Thioflavin T (ThT) measurements

To monitor the presence of amyloid fibrils, a 2.5 mM stock solution of ThT (Sigma-Aldrich, Schnelldorf, Germany, T3516) in PBS was prepared and sterile filtered. 1 µl of this solution was added to 15 µl of the peptide sample (1 mg/ml), then the sample was filled up to 100 µl using 84 µl of PBS and incubated for 10 minutes in the dark, at room temperature. Of each preparation, 50 µl were transferred to one well of a Corning® 96 well black polystyrene microplate (Sigma-Aldrich, CLS3603). Fluorescence intensity scans were performed at an excitation wavelength of 450 nm and an emission at 482 nm, using a Synergy H1 hybrid multi-mode reader (Biotek, Bad Friedrichshall, Germany). All values represent fluorescence intensity derived from duplicates minus background activity derived from possible background fluorescence. Duplicates were expressed as mean ± standard error derived from two independent experiments.

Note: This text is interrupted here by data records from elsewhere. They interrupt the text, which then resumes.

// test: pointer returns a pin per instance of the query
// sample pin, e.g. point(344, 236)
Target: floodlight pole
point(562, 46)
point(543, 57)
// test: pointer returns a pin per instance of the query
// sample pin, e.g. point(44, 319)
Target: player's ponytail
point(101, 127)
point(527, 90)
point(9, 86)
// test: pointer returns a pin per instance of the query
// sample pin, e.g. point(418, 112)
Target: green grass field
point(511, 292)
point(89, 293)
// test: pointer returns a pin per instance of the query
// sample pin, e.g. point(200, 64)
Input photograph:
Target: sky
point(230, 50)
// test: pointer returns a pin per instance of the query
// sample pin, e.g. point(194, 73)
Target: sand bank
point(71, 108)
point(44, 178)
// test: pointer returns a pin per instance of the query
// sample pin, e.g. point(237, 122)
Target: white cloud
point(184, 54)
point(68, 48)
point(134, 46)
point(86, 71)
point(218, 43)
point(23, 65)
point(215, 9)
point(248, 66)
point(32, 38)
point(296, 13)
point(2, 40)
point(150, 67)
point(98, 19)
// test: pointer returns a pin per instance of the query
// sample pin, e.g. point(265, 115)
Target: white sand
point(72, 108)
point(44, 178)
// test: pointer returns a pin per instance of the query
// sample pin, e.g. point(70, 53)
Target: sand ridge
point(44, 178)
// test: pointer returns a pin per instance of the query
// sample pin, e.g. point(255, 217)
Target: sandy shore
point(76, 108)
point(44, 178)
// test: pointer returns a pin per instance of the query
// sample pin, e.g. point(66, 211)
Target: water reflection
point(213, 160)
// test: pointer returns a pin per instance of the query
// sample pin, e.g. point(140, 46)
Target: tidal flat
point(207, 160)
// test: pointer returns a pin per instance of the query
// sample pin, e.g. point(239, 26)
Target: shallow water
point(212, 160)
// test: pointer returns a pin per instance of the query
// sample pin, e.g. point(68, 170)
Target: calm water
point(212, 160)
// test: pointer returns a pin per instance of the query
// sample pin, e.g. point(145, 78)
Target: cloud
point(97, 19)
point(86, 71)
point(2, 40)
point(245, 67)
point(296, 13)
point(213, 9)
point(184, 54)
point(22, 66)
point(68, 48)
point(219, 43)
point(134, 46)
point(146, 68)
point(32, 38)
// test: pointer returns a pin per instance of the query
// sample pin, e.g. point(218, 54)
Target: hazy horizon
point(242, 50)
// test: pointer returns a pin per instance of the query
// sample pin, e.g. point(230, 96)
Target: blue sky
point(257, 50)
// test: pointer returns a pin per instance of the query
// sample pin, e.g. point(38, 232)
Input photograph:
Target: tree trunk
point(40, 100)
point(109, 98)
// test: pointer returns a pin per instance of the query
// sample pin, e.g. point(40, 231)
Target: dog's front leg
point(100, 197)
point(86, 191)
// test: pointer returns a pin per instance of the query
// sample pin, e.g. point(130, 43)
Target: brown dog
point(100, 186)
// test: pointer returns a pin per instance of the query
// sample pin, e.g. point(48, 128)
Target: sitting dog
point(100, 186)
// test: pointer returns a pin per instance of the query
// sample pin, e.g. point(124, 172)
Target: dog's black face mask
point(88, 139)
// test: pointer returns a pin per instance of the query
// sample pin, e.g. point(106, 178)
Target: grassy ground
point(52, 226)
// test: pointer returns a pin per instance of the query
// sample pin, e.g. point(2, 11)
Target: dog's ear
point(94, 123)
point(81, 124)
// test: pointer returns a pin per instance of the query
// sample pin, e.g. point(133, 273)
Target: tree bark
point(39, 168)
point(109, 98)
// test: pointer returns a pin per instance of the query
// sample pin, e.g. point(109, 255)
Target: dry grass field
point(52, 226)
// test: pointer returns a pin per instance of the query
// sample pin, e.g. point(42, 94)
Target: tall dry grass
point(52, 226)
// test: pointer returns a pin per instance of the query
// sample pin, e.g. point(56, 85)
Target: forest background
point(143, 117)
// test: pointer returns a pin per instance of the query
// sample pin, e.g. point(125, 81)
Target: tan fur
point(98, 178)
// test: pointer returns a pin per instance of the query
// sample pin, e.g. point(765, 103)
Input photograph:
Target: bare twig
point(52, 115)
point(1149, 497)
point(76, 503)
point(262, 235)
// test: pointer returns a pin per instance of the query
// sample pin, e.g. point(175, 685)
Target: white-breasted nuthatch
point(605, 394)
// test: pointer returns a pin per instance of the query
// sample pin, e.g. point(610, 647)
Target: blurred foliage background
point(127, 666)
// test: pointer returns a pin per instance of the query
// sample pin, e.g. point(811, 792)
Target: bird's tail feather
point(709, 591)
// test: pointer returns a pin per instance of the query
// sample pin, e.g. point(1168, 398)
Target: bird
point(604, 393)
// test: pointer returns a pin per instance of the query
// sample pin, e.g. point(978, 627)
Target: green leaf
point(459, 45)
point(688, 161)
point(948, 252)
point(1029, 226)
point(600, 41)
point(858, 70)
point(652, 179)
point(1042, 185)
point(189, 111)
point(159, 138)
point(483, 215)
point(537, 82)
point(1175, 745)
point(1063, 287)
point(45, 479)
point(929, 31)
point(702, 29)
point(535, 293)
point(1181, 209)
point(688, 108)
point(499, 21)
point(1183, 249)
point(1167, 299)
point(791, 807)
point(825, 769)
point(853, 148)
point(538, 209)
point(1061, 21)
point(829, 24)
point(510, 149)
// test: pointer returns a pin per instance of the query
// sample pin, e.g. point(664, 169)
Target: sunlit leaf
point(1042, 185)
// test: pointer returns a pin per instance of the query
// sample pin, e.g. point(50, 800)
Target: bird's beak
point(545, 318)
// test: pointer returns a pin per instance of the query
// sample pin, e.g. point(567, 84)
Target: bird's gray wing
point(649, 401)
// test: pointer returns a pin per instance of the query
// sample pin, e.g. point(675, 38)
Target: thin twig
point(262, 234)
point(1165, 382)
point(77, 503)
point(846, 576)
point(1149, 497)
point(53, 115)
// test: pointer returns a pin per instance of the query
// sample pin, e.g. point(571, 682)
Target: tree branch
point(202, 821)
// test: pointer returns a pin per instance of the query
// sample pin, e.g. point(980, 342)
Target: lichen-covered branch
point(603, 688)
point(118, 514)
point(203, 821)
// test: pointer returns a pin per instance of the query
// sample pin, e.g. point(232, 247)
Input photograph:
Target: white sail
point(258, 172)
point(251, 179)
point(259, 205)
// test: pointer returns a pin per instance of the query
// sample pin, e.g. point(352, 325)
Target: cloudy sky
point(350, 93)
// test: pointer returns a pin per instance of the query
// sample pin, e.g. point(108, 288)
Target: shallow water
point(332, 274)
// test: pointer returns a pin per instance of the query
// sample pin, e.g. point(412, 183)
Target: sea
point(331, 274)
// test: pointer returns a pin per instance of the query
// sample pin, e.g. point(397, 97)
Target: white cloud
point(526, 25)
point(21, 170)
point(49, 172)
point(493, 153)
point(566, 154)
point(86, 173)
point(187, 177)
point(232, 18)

Antimicrobial activity of fibrils

To determine if fibrils of B2M possess antimicrobial activity, a radial diffusion assay was performed. Fibrils were generated by incubation of B2M of 1 mg/ml in 150 µl of 20% TSB NaPO₄ adjusted to pH 7 and pH 4.5 for 30 min at 37°C. After centrifugation, the supernatant was collected and the pelleted fibrils were dissolved in 150 µl of the corresponding buffer. The supernatant and the fibril solutions were then assayed in a radial diffusion assay as described above.

Results

Antimicrobial screening of BAL peptide library

Chromatographic fractionation of the pooled BAL samples yielded 73 fractions that were subsequently screened for inhibiting bacterial growth. For evaluating the antimicrobial activity of the BAL peptide library, a radial diffusion assay that can be carried out with microliter amounts of the fractions of the library was used (Figure 1(a)). Screening was performed with the following bacterial species: Bacillus subtilis, Pseudomonas aeruginosa, Staphylococcus aureus MRSA, and Klebsiella pneumonia. In the initial screen several neighboring fractions of the library showed a strong antimicrobial activity against B. subtilis and P. aeruginosa, which were therefore selected for further testing (Figure 1(b)). Fraction 36 was chosen for further analysis due to its location in the middle of the observed peak and based on the fact that it demonstrated the highest antibacterial activity against P. aeruginosa, which causes infections in humans. The active fractions were subjected to reversed-phase C18 HPLC and the resulting fractions were evaluated for their antimicrobial activity (Figure 1(b), Fig. S1). A high-intensity chromatographic fraction (Nr. 57) displaying inhibitory activity was separated and analyzed by mass spectrometry. The deconvoluted molecular mass from the dominant multiply-charged ion cluster (Figure 2(a)) was 11,729.41 Da. Subsequent MS/MS analysis of proteolytic fragments generated by tryptic digest of this fraction indicated a 93% coverage of the B2M mature sequence (UniProtKB – P61769, Figure 2 C + D). In addition, the experimental multiply-charged signals closely matched the theoretical ones (Figure 2(b)) as well as the expected molecular mass of 11,729.15 Da, calculated from the mature sequence (21–119) of B2M while considering the formation of a single disulfide bridge. Furthermore, this MS data for B2M is consistent with the MS data from a comprehensive study on human hemofiltrate peptides [38], where mature B2M was identified among others. Taken together, MS data of fraction 57 indicate the presence of mature B2M (21–119).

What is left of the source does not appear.